Blood Proteome Profiling Reveals Biomarkers and Pathway Alterations in Fragile X PM at Risk for Developing FXTAS
, Jie Li 2, Michelle R. Salemi 3, Brett S. Phinney 3, Blythe P. Durbin-Johnson 4, Randi Hagerman 5,6, David Hessl 5,7, Susan M. Rivera 5,8,9 and Flora Tassone 1,5,*
Round 1
Reviewer 1 Report
In the paper by Piotr Gabryel et al, the authors applied longitudinal blood proteomic profiling of premutation carriers to reveale biomarkers and dysregulated pathways associated with FXTAS development. Mitochondrial bioenergetics pathways were altered, supporting FXTAS pathogenesis. Common proteins were found between CSF proteome of the FXTAS patients and premutation carriers who later developed FXTAS, representing novel findings in this field.

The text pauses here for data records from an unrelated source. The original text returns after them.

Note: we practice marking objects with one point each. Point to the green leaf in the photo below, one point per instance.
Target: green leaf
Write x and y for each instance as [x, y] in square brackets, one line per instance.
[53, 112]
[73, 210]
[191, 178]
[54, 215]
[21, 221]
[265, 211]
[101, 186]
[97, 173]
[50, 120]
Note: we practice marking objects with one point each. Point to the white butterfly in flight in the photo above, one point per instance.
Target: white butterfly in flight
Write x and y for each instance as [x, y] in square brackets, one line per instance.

Overall, this paper provides a useful resource in FXTAS research and the logic of this article is relatively straightforward. However, I have a few concerns about the selection of methods and interpretation of the results. Below I provide a series of inquiries and recommendations to the authors that hopefully will help improve the manuscript:
Comment1:
In proteomic analysis, missing values are a common issue that often requires imputation methods for data completion. The authors were not clear if they encountered such a situation during their protein profiling analysis. If they did, it would be helpful to provide a detailed description in the methods section regarding the specific imputation techniques utilized to handle missing values.
Comment2:
Regarding differential proteins and pathways, the authors should provide a clearer clarification on whether they used raw p-values or adjusted p-values (e.g., Benjamini-Hochberg or Bonferroni correction). This information is crucial for the readers to understand the statistical significance and control for multiple testing in their analysis.
Comment3:
In author's manuscript, the threshold of selecting differential expressed proteins was solely based on the adjusted P-value. The other statistic values such as fold change did not include in the further analyse. This omission of fold change values in the subsequent analysis of overlapping differentially expressed proteins may introduce analytical challenges. For example, the overlapping DE proteins in V1 might exhibit opposite expression pattens in V2 (up-expressed in V1 while down-expressed in V2). It would be beneficial to investigate whether all DEPs display a consistent pattern. If not, it would be worth investigating the biological mechanisms behind it.
Comment4:
In Figure 6 and 8, what does edges represent in the network plots?
Comment5:
In line 121-123, the authors stated “We identified potential predictive proteomic biomarkers of early diagnosis and reported the altered protein pathways among the groups suggesting their role in the pathogenies of the disorder”. I am not entirely sure if using the term "predictive proteomic biomarkers" is appropriate here, as there is limited discussion about their potential as predictive factors in the article.
Author Response
REVIEWER 1
In the paper by Piotr Gabryel et al, the authors applied longitudinal blood proteomic profiling of premutation carriers to revealed biomarkers and dysregulated pathways associated with FXTAS development. Mitochondrial bioenergetics pathways were altered, supporting FXTAS pathogenesis. Common proteins were found between CSF proteome of the FXTAS patients and premutation carriers who later developed FXTAS, representing novel findings in this field. Overall, this paper provides a useful resource in FXTAS research, and the logic of this article is relatively straightforward. However, I have a few concerns about the selection of methods and interpretation of the results. Below I provide a series of inquiries and recommendations to the authors that hopefully will help improve the manuscript:
Thank you so much for your comments, we are not sure who are the Piotr Gabryel et al.
Comment 1:
In proteomic analysis, missing values are a common issue that often requires imputation methods for data completion. The authors were not clear if they encountered such a situation during their protein profiling analysis. If they did, it would be helpful to provide a detailed description in the methods section regarding the specific imputation techniques utilized to handle missing values.
We have added the information in the manuscript.
Comment 2:
Regarding differential proteins and pathways, the authors should provide a clearer clarification on whether they used raw p-values or adjusted p-values (e.g., Benjamini-Hochberg or Bonferroni correction). This information is crucial for the readers to understand the statistical significance and control for multiple testing in their analysis.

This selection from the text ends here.